Приходится с сожалением признать, что переводчику и научному редактору книги не удалось произвести атрибуцию всех цитат и дополнить все недостающие выходные данные. Некоторые ссылки в переводе являются компромиссным решением: указаны более поздние издания источников, чем те, с которыми работал автор книги, но сверка цитат по этим, более поздним, изданиям не производилась.
Наибольшую сложность в процессе перевода книги составили ее ключевые понятия: government, public, pattern, popular.
Термин government — типичный случай языковой полисемии — переводится в зависимости от контекста как «правительство», «правление» и «управление».
Сложный характер термина public отмечает в уже упомянутой мной работе Н. Луман. «Складывается впечатление, — пишет он, — что в понятие public всегда был встроен элемент непредсказуемости»[39].
Перевод понятия public осложняется исторически сложившимися идиоматемами русского языка. Эти идиоматемы зачастую препятствуют последовательному соблюдению концептуальных связей. Например, в русском переводе лексическая связь между понятиями public policy и public opinion утрачивается, потому что исторически сложилось так, что первое передается как «государственная политика», а второе — как «общественное мнение».
Особую проблему составила также неизбежная модернизация текста. Решения относительно модернизации принимались ситуативно. В некоторых случаях я сознательно приняла решение в пользу модернизации. В 1922 году, по-видимому, еще отсутствовал термин «респондент», поскольку Липпман использует описательное выражение «those who replied». Однако я ввожу термин «респондент» в свою интерпретацию текста, ввиду его абсолютного соответствия смыслу оригинала.
В других случаях, скажем в случае с термином «pattern», я ее избегаю, так как введение общепринятого паттерн стало бы, по-видимому, стилевым и, возможно, смысловым диссонансом.
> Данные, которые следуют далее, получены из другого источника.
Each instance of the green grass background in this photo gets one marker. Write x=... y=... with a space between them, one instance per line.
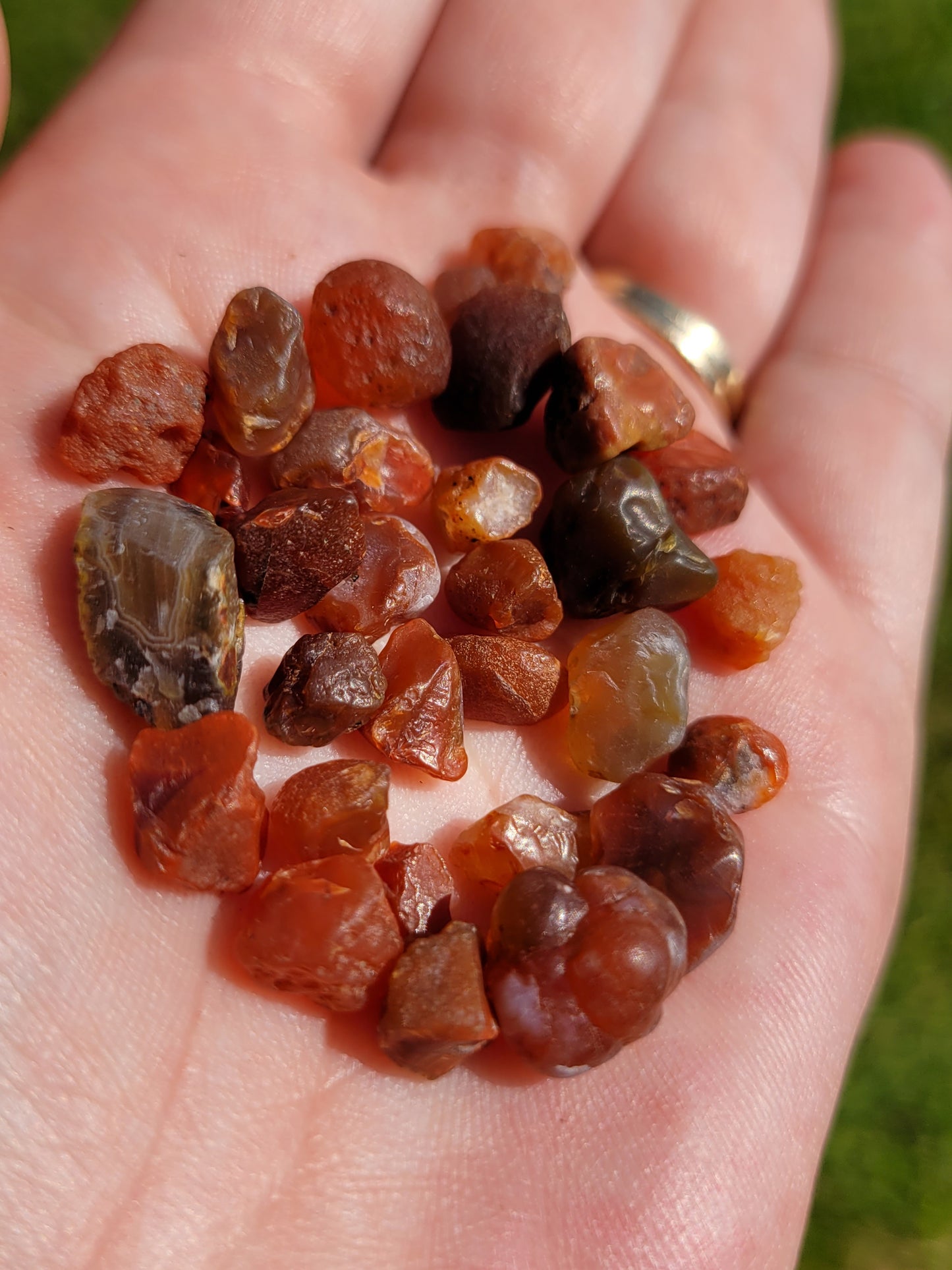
x=883 y=1200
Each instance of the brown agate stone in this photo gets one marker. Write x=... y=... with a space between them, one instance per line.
x=330 y=809
x=701 y=482
x=507 y=679
x=504 y=341
x=141 y=412
x=524 y=834
x=378 y=337
x=750 y=610
x=531 y=257
x=398 y=579
x=422 y=719
x=612 y=545
x=325 y=685
x=323 y=929
x=212 y=479
x=455 y=286
x=437 y=1012
x=484 y=501
x=744 y=766
x=385 y=470
x=578 y=971
x=608 y=398
x=419 y=887
x=294 y=548
x=197 y=805
x=505 y=589
x=262 y=389
x=672 y=834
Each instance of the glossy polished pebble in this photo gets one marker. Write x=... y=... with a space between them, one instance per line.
x=504 y=343
x=385 y=470
x=197 y=805
x=260 y=382
x=294 y=546
x=437 y=1014
x=702 y=483
x=750 y=610
x=612 y=545
x=484 y=501
x=524 y=834
x=159 y=604
x=329 y=809
x=505 y=589
x=608 y=398
x=673 y=834
x=398 y=579
x=422 y=719
x=325 y=686
x=378 y=337
x=578 y=971
x=526 y=254
x=324 y=929
x=212 y=479
x=140 y=412
x=743 y=765
x=419 y=887
x=627 y=695
x=507 y=679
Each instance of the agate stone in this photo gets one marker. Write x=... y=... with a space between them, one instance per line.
x=159 y=604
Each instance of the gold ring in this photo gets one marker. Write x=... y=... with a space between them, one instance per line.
x=700 y=345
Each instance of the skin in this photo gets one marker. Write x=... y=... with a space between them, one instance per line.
x=155 y=1112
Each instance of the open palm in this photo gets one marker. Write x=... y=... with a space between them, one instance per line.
x=154 y=1112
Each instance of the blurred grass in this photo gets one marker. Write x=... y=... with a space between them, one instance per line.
x=883 y=1200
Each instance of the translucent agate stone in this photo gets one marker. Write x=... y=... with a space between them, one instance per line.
x=197 y=805
x=524 y=834
x=437 y=1014
x=627 y=695
x=159 y=604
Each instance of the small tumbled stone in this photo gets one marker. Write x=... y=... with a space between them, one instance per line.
x=260 y=382
x=198 y=809
x=627 y=695
x=505 y=589
x=750 y=610
x=159 y=604
x=524 y=834
x=419 y=887
x=505 y=341
x=330 y=809
x=526 y=254
x=608 y=398
x=673 y=834
x=507 y=679
x=437 y=1014
x=702 y=483
x=294 y=546
x=378 y=337
x=422 y=719
x=612 y=545
x=140 y=412
x=743 y=765
x=484 y=501
x=325 y=686
x=383 y=469
x=324 y=929
x=398 y=579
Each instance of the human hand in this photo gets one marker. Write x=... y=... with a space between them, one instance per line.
x=155 y=1111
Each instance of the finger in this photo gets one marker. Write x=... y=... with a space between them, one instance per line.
x=848 y=424
x=346 y=60
x=528 y=109
x=714 y=208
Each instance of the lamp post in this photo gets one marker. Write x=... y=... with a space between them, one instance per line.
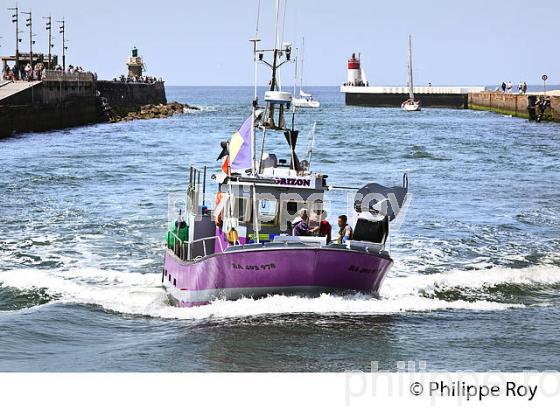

Не исключено, что именно эти и многие другие переводческие проблемы были одним из обстоятельств, помешавших введению сочинений Липпмана в отечественный научный и общественный оборот. В фундаментальной монографии о Липпмане, написанной В.О. Печатновым по материалам архивов Липпмана в Йельском университете, нет ни одной ссылки на отечественные публикации, хотя интерес среди отечественных исследователей к творчеству Липпмана существует[40]. Обычно его имя упоминается в контексте исследований стереотипов[41], так как считается, что именно он ввел понятие стереотипа в социальную теорию[42].